He shrugged. "Not really. I got this through a friend of a friend."

"Oh." She sat back, disappointed.

"So, you never told me." He angled through an intersection onto a cross street. "Where to?"

"Um..." She straightened up. The thought of contending with the crowds did not thrill her, but she reminded herself that she was on a budget. "Sorry." Honesty was the best policy, right?

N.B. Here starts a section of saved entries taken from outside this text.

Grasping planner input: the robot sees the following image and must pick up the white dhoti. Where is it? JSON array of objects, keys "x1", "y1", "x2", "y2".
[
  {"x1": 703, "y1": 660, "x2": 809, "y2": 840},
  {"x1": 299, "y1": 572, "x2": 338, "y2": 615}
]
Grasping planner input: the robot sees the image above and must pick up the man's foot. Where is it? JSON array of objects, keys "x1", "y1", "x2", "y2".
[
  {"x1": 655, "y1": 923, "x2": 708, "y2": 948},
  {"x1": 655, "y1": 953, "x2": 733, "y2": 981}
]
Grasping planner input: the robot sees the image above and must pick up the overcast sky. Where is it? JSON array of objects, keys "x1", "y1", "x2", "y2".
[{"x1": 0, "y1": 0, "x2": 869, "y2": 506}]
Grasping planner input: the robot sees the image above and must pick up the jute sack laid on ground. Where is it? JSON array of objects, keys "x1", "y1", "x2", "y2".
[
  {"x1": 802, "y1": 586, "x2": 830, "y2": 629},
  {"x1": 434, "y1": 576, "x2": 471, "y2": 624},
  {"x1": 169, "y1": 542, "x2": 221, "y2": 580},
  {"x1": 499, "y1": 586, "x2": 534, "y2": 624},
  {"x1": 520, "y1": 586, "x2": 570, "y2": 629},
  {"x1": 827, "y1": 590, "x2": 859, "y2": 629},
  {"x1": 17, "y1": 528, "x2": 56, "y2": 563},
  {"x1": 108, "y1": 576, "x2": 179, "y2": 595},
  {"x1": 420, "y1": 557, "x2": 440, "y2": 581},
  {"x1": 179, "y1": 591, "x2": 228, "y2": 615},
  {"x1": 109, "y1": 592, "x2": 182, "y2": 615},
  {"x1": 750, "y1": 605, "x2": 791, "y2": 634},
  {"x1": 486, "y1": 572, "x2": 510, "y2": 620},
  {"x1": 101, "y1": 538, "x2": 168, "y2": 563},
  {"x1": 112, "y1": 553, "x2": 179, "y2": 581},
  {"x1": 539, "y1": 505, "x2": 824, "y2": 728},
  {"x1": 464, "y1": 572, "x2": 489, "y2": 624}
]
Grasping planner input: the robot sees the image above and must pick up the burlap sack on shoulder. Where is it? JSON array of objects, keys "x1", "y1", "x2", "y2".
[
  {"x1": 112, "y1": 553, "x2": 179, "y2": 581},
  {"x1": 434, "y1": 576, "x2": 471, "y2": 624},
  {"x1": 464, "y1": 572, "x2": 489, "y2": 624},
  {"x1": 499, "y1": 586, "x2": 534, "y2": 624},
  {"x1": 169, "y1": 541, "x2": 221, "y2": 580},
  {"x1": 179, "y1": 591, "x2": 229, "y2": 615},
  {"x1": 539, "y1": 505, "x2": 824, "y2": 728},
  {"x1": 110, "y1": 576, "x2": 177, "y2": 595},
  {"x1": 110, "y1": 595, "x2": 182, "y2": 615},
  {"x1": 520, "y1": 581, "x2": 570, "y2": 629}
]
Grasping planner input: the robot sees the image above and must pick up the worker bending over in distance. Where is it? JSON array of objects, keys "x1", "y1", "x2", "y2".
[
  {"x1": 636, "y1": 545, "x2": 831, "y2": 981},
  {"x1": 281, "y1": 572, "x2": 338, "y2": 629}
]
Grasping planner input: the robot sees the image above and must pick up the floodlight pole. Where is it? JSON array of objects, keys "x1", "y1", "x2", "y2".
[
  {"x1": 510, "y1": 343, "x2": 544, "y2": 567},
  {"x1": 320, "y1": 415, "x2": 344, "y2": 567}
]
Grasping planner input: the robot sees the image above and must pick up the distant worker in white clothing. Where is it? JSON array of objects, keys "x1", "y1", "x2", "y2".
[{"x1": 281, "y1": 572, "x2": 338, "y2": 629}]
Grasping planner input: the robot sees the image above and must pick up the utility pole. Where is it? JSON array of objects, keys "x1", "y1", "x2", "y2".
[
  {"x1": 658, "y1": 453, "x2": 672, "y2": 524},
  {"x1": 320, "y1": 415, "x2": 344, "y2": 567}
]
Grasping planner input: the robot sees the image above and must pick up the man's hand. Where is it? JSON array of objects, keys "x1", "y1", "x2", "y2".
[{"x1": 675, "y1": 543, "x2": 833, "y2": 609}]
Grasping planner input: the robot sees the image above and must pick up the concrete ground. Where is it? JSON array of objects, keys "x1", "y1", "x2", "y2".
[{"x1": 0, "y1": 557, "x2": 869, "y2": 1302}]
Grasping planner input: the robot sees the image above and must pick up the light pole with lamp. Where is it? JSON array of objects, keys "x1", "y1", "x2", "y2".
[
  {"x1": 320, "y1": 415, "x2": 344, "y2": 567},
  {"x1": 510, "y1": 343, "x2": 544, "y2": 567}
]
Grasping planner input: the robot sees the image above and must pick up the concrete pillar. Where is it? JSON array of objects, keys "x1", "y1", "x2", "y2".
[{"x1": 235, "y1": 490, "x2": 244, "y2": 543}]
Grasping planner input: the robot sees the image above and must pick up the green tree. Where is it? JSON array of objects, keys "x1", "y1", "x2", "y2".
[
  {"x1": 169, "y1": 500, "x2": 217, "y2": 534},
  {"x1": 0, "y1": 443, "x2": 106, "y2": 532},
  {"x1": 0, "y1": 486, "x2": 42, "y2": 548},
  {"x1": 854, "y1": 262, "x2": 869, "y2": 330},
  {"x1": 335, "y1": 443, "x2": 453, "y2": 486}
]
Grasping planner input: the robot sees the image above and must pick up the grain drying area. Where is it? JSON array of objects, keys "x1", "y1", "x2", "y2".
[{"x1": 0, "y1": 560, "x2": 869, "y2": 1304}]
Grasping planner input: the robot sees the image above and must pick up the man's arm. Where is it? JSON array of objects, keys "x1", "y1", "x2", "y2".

After all, it was why she'd stormed away from home: a question of honesty. "You should let me out. I can't afford this trip."

"How much can you afford?"

She mulled it over. "Ten dollars? I have to go to--" Her street smarts vetoed the idea of telling the cabbie exactly where she was heading. "King and Church?"

He flipped a hand on the steering wheel. "Fair enough. It's more than I'm making just sitting in traffic."

She settled back in her seat. "Huh." She smiled. "Thanks."

She liked the way Fergus's eyes said 'You're welcome' in the rear-view mirror.

They turned another corner, and Toronto's skyline shifted into view in the front window. She leaned forward with a gasp. "Well, hey!"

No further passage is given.